36

I would like to write a custom list class in Python (let's call it MyCollection) where I can eventually call:

for x in myCollectionInstance:
    #do something here

How would I go about doing that? Is there some class I have to extend, or are there any functions I must override in order to do so?

K Mehta
  • 10,083
  • 4
  • 43
  • 73
  • Could you clarify better your requirements? If you subclass any iterable class (list, dict, etc...) it should work without problems. But maybe I am missing something? – mac Jul 03 '11 at 00:33
  • @mac: If I subclassed an iterable class, I'd also want a way to be able to access the underlying list object so that I can provide additional functions that act on it. I don't want a key-value pair (dict), so something that emulates an indexed collection (list) would suffice. – K Mehta Jul 03 '11 at 00:46

5 Answers5

39

Your can subclass list if your collection basically behaves like a list:

class MyCollection(list):
    def __init__(self, *args, **kwargs):
        super(MyCollection, self).__init__(args[0])

However, if your main wish is that your collection supports the iterator protocol, you just have to provide an __iter__ method:

class MyCollection(object):
    def __init__(self):
        self._data = [4, 8, 15, 16, 23, 42]

    def __iter__(self):
        for elem in self._data:
            yield elem

This allows you to iterate over any instance of MyCollection.

K Mehta
  • 10,083
  • 4
  • 43
  • 73
jena
  • 7,377
  • 1
  • 21
  • 23
  • 1
    I think the signature of your super method is wrong (only 99% sure, but doesn't `list()` accept only one iterable as argument? Also, is there a special reason for the final colon on the `super` call? – mac Jul 03 '11 at 01:00
  • 1
    Yes, you are of course right, I edited to code. Thanks for the hint. – jena Jul 03 '11 at 01:08
21

I like to subclass MutableSequence, as recommended by Alex Martelli. This works well... I frequently need to add custom methods on top of the list I'm building.

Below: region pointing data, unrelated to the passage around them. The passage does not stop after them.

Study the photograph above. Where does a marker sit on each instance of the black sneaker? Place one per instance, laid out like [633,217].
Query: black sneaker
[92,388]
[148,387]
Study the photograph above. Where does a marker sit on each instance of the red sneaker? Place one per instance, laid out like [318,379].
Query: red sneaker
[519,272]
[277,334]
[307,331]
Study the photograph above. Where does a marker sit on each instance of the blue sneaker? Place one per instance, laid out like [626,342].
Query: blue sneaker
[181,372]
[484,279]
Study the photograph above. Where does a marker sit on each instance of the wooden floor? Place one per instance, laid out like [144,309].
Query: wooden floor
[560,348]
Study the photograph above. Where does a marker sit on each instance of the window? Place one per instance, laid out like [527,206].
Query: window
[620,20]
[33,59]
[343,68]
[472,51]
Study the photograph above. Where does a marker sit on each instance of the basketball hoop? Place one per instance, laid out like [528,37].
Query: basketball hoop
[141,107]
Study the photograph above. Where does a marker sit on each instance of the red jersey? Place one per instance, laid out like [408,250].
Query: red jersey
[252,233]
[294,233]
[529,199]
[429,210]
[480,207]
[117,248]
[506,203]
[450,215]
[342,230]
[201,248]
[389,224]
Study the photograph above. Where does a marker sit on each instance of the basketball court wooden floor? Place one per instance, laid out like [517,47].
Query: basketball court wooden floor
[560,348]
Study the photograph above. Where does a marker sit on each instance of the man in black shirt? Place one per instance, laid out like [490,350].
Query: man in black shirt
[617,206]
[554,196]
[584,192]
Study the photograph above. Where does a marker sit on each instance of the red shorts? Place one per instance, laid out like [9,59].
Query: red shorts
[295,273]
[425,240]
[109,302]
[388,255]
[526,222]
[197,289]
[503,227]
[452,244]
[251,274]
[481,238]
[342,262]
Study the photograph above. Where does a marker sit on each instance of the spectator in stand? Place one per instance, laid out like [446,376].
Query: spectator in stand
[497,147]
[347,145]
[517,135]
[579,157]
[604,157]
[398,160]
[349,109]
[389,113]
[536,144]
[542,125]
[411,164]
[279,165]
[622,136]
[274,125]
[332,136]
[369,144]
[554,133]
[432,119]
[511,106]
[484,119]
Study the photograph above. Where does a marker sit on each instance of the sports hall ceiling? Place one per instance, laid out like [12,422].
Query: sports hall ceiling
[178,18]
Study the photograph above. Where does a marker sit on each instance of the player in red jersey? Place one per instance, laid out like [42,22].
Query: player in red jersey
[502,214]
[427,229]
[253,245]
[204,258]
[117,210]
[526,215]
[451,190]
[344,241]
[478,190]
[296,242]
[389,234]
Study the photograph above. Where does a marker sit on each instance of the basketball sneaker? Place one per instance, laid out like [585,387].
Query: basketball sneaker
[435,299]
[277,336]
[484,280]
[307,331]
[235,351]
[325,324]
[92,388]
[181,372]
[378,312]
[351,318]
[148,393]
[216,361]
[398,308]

#####################################################################
# For more complete methods, refer to UserList() in the CPython source...
# https://github.com/python/cpython/blob/208a7e957b812ad3b3733791845447677a704f3e/Lib/collections/__init__.py#L1215
#####################################################################

try:
    # Python 3
    from collections.abc import MutableSequence
except ImportError:
    # Python 2.7
    from collections import MutableSequence

class MyList(MutableSequence):
    """A container for manipulating lists of hosts"""
    def __init__(self, data=None):
        """Initialize the class"""
        super(MyList, self).__init__()
        if (data is not None):
            self._list = list(data)
        else:
            self._list = list()

    def __repr__(self):
        return "<{0} {1}>".format(self.__class__.__name__, self._list)

    def __len__(self):
        """List length"""
        return len(self._list)

    def __getitem__(self, ii):
        """Get a list item"""
        if isinstance(ii, slice):
            return self.__class__(self._list[ii])
        else:
            return self._list[ii]

    def __delitem__(self, ii):
        """Delete an item"""
        del self._list[ii]

    def __setitem__(self, ii, val):
        # optional: self._acl_check(val)
        self._list[ii] = val

    def __str__(self):
        return str(self._list)

    def insert(self, ii, val):
        # optional: self._acl_check(val)
        self._list.insert(ii, val)

    def append(self, val):
        self.insert(len(self._list), val)

if __name__=='__main__':
    foo = MyList([1,2,3,4,5])
    foo.append(6)
    print(foo)  # <MyList [1, 2, 3, 4, 5, 6]>

    for idx, ii in enumerate(foo):
        print("MyList[%s] = %s" % (idx, ii))
Mike Pennington
  • 40,496
  • 17
  • 132
  • 170
  • 9
    `if not (data is None):` that's not how you write your python code, until a Grand Jedi Master you are. `if data is not None` -- this looks good. – byashimov Feb 05 '16 at 13:56
  • 2
    True, in addition, I guess only `if data:` should work fine. – Grzegorz Sep 17 '19 at 18:44
5

In Python 3 we have beautiful collections.UserList([list]):

Class that simulates a list. The instance’s contents are kept in a regular list, which is accessible via the data attribute of UserList instances. The instance’s contents are initially set to a copy of list, defaulting to the empty list []. list can be any iterable, for example a real Python list or a UserList object.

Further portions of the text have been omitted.